4.When you starting out tying flies, or making new or unfamiliar patterns, try slightly bigger hooks at first. These leave more margin for error. Then, once you’ve had the practice, you can try smaller hooks.
5.Try simple flies at first, made using only 2-3 materials other than thread. The F-Fly, Black & Peacock and the good old Hare’s Ear are among the easiest flies to tie for beginners.
6. Look around for decent resources online and in the shops. There are many online fly tying tutorials out there on YouTube and other sources, but one of the best is Davie McPhail, who produces stacks of handy videos for free. That said, there are also some excellent books, such as the long-standing favourite, the Beginners Guide to Fly Fishing (Mann & Griffiths) which is very clear and easy to follow.
7.Do get involved on forums and with fly fishing and fly tying clubs to add to your knowledge. The Fly Dressers’ Guild have groups all over the country and are a great source of information and events.
8.It is often best to tie flies in batches of the same type. Notice how you get better and quicker with each successive fly! A little block of foam is ideal to keep a little selection together when the varnish is drying.
9.And on the theme of fly tying “by numbers”, one of the golden rules is to make three of each pattern: One to fish with, one as a spare and one to give away to a friend, should that particular fly be the one the fish really want! This might come up at the bar later too, because one good turn deserves another.
10. Perhaps the most important tip we can give you is simply to give it a try and go for it! You don’t need to be an expert to make flies that tempt fish, and little beats the thrill of catching on something you made yourself.
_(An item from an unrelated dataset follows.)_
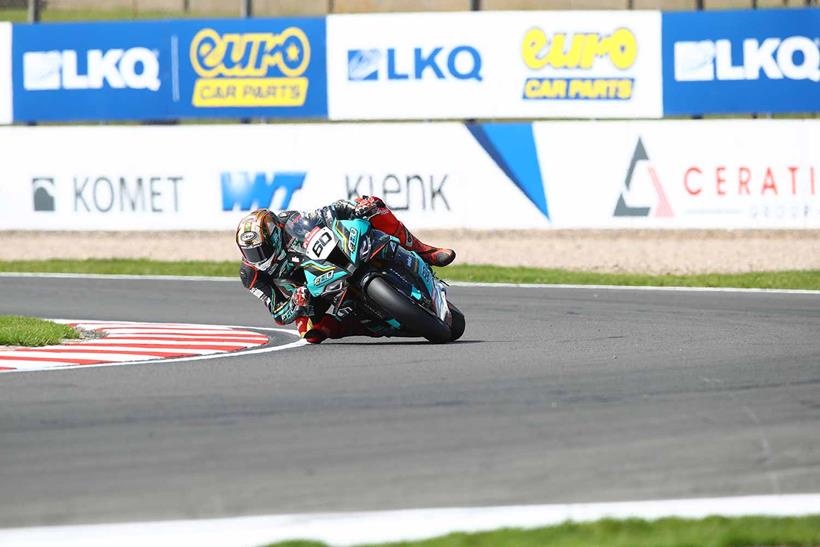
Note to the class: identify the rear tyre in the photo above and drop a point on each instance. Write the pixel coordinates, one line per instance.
(457, 324)
(411, 317)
For further fly making tips, do also look out for our tying challenge in Total Flyfisher Magazine, where you can win prizes for sharing your ideas each month.
Winter nights at the tying bench
So, it might be dark and cold outside, but I know of no finer way to spend an evening than to settle at the tying bench, with glass of red wine and an extra log on the fire, and let the mind drift away. It makes you completely forget the wind howling outside, or the patter of rain on the roof.
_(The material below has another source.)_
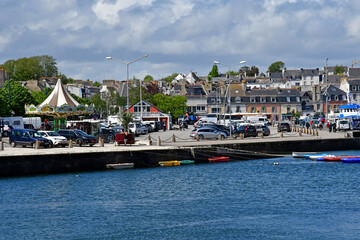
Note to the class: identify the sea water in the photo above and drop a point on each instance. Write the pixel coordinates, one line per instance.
(256, 199)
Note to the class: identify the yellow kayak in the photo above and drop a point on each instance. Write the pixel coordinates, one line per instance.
(169, 163)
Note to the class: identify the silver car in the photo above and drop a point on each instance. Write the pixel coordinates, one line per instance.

Sometimes I’ll tie up a load of ‘essentials’ such as the buzzers I know I’ll need in big numbers come June next year. On other occasions I’ll try variations on proven themes, like the new sand eel patterns that I’m currently working on. And then at other times I’ll just sit there with the tying equivalent of a blank sheet of paper and just let my imagination run wild. Sometimes the flies from sessions like this are rejected out of hand, but at others you can be surprised at the results. It’s how new patterns are born. And it’s fun!
Turrall have one the most comprehensive ranges of fly tying materials and equipment in the world. As your skills progress you can upgrade to a better vice and tools and try more advanced procedures; but at the end of the day it matters not how good you get. Tying a fly that catches a fish is an achievement and one that gives you more pleasure than you ever thought possible.
At no time in the history of fly tying has there been such an amazing selection of fly tying materials available to us. Just look at the Turrall website to see how vast the range has become! From natural furs and fibres through to incredible synthetics and the fantastic UV tying materials – there are things in the range that would have been unthinkable a generation ago.
So if the advent of winter is getting you down, try a little fly tying. I promise you that as a therapy for out of season anglers there’s nothing better!”